One of North America's best ski resorts, perhaps best in the world, Whistler-Blackcomb - the principal venue for the 2010 Olympic Winter Games - contains nearly 200 longer-than-average marked trails and the highest vertical drop (1,609m) of any ski field on the continent. Wander round the back of Blackcomb to Ruby Bowl and it gets even better. It has Whistler-Blackcomb's best powder, falling in continuous steeps for more than 600m.
Killer whale watching
When salmon spawns in full swim along Canada's west coast during August, a host of creatures follow hungrily behind, including pods of orcas. Whale-watching boats tail along viewing these beautiful animals, but the most intimate way to watch the so-called killer whales is from a kayak. The 250 resident killer whales cruise about picking off salmon as they head for the Fraser River near Vancouver. Orca downtime is spent rubbing bellies against the pebbly beach in Robson Bight, the only spot in the world where they are known to do this. Along the way you might also see Steller sea lions, Dall's porpoises, bald eagles and perhaps even a minke whale, before you bed down to the sound of orcas swimming and surfacing past your tent. And, fear not, resident killer whales eat only fish.

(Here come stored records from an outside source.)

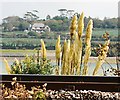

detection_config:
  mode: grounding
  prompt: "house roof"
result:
[33,23,45,27]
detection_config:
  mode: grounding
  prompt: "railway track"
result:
[0,74,120,92]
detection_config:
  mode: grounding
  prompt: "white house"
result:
[32,23,50,33]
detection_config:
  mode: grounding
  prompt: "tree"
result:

Storm watch on Vancouver Island
Each winter, Vancouver Island's west coast becomes a front-row seat to the most spectacular storms on the North American west coast. With nothing but the Pacific Ocean between the island and Japan, these well-travelled storms - driven here by a persistent low-pressure system in the Gulf of Alaska - roar ashore, bringing high winds and waves that hit pack a punch. Wander the beaches to experience the storms' full fury, follow the aptly named Wild Pacific Trail for a cliff-top view, take a storm-watching tour from the town of Tofino or simply observe the action from the windows of your hotel room.
The Trans Canada trail
You would need at least a couple of years to hike the entire Trans Canada Trail which is well on its way to becoming the world's longest recreational path. Beginning at North America's most easterly point, the completed length is around 21,500km, half as long as the earth is round. If you walk at a decent clip of about 30km a day it will take almost exactly two years to finish. If you are in a hurry, grab a bike or horse for this multi-use path.

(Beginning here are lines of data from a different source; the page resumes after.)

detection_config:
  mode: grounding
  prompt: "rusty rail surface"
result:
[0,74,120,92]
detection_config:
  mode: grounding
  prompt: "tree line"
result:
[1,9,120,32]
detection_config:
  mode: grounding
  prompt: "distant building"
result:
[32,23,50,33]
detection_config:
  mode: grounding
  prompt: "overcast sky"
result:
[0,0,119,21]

Raft the Shubenacadie tidal bore
The Bay of Fundy gets the world's highest tides, rising up to 15m daily. As a result of these extreme tides, a tidal wave or bore flows up the feeder rivers when high tide comes in. At the mouth of the Shubenacadie River in Nova Scotia this has led to the creation of tidalbore rafting trips, with powered Zodiacs riding the collision of water as the river's outflow meets the blasting force of the incoming Fundy tides. Wave heights are dependent on the phase of the moon, and will dictate whether your experience is mild or wild. Be prepared to get very wet.
Nahanni National Park Reserve, Canada's first World Heritage-listed site, is a wild place that embraces its namesake, the epic South Nahanni River. Untamed and pure-blooded, the river tumbles more than 500km through the jagged Mackenzie Mountains, including a 125m drop over 200m-wide Virginia Falls. Paddling trips on the South Nahanni begin where planes can land, and for 188kms the river meanders placidly through broad valleys, and another 252km to Blackstone Territorial Park, first through steep-sided, turbulent canyons and then along the broad Liard River. Moose, wolves, grizzly bear, Dall sheep and mountain goats patrol the landscape.